你有新的杀了么订单(76)
回到家里,廖彬彬简单地弄了晚餐,水煮菠菜,水煮鱼豆腐,水煮牛肉丸,沾着蘸料,主食是一个玉米,吃完饭后,甚至来不及洗碗,她趴在床上——她的公寓比单间配套还要小,放了一张床、一个简易衣柜之后就没有多余的空间了,没法再放一张桌子,她的业余活动只能在床上完成。
不过她并不觉得窘迫或者不舒服,她已经习惯了,从学生时代到现在,她的很多重要时刻都是在被窝里偷偷完成的,比如第一次偷看课外小说,第一次偷偷绘画,第一次彻彻底底的哭泣,第一次因为漫画投稿收到回应而大喜过望,第一次幻想一个完美的男人,第一次抚摸自己。
区别在于现在是自己住了,不管做什么事都不用再蒙上被子,她放放心心地在这个只属于自己的小空间里,肆意地发挥着自己的想像力,笔尖在Procreate上来回地游走,她把所有的感受倾注在此刻的作画中,心里无数的细腻的情绪,现在变成了线条、形状、颜色、材质,它们像热带雨林地疯狂向上生长,汲取阳光和雨露的藤蔓植物,用敏锐的触手,四处摇晃着探寻生命的支撑力,画面渐渐从简单的勾勒变成了清晰的图像,一个唯美的场景出现在屏幕上:
精美繁复的笼中有两只鸟,不是真实存在的鸟类,而是廖彬彬想像出来的鸟,它们是一男一女,形似修长的东方白鹳,她为她们做了一些形变的设计,使得两个人拥有长长的、飘逸的羽翼,看起来好像神话里的仙界人物般圣洁。
与这种圣洁产生很大冲突的是,鸟笼的门上和鸟的翅膀根部都绕着格格不入的锁链,两只鸟的下半身紧紧贴在一起,末端的羽毛几乎已经交融,分不清你我。
画面分明是唯美的,感觉却很奇特,仿佛在这副画作里的两个人,会永生永世地保持这样互相依偎又互相牵制的形态,永远不再分开。
第47章 鼹鼠之恋(3)
“怨恨”,这是邹禹今天才产生的情绪。
当然不是恨廖彬彬,而是恨西装男。
和廖彬彬的对话结束后,西装男走出咖啡厅,他站在门口整理了一下自己的着装,手指修长,手背上的肉不厚也不薄,每个骨节恰到好处的突出,为他的手增添了更多吸引力。他拿出手机,打了一个电话,话语间在谈的是下个月的封面主题,似乎是邀请了哪位一直归隐田园的画家手绘首封,他一边说着,一边径直右转,上了路面。
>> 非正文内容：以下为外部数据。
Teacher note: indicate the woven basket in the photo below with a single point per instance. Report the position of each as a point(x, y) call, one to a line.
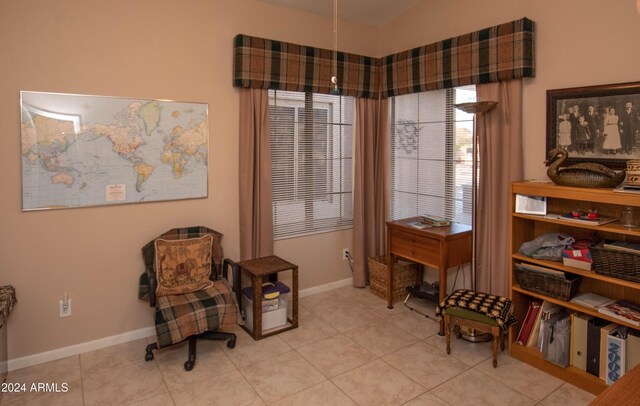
point(405, 274)
point(548, 285)
point(621, 265)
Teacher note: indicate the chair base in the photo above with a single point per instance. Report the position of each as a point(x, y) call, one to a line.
point(191, 360)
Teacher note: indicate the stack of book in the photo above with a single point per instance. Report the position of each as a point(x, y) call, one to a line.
point(435, 221)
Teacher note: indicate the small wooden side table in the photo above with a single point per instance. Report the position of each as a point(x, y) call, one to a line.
point(259, 268)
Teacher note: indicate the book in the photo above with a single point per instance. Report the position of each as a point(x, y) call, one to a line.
point(587, 221)
point(622, 310)
point(527, 324)
point(591, 300)
point(435, 221)
point(580, 259)
point(623, 246)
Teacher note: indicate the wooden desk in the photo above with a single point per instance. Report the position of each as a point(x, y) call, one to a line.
point(437, 247)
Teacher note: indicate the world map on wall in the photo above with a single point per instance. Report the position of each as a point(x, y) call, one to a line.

行人绿灯的倒数还剩八秒,人行道上依旧有几个人在走,西装男小跑了两步,薄薄的西裤随着他跑动的姿势发生形状上的变化,勾勒出他那强健的、匀称的肌肉,鼓鼓的,翘翘的臀部,像一头公牛的后臀,充满了力量。
一起过马路的几个女人被他的样貌吸引住了,把头凑在一起窃窃私语,可是就在她们回头观望的刹那间,一辆失控的公交车直直地冲向人行道,毫无减速的痕迹,把西装男和几个女人一起压在车下。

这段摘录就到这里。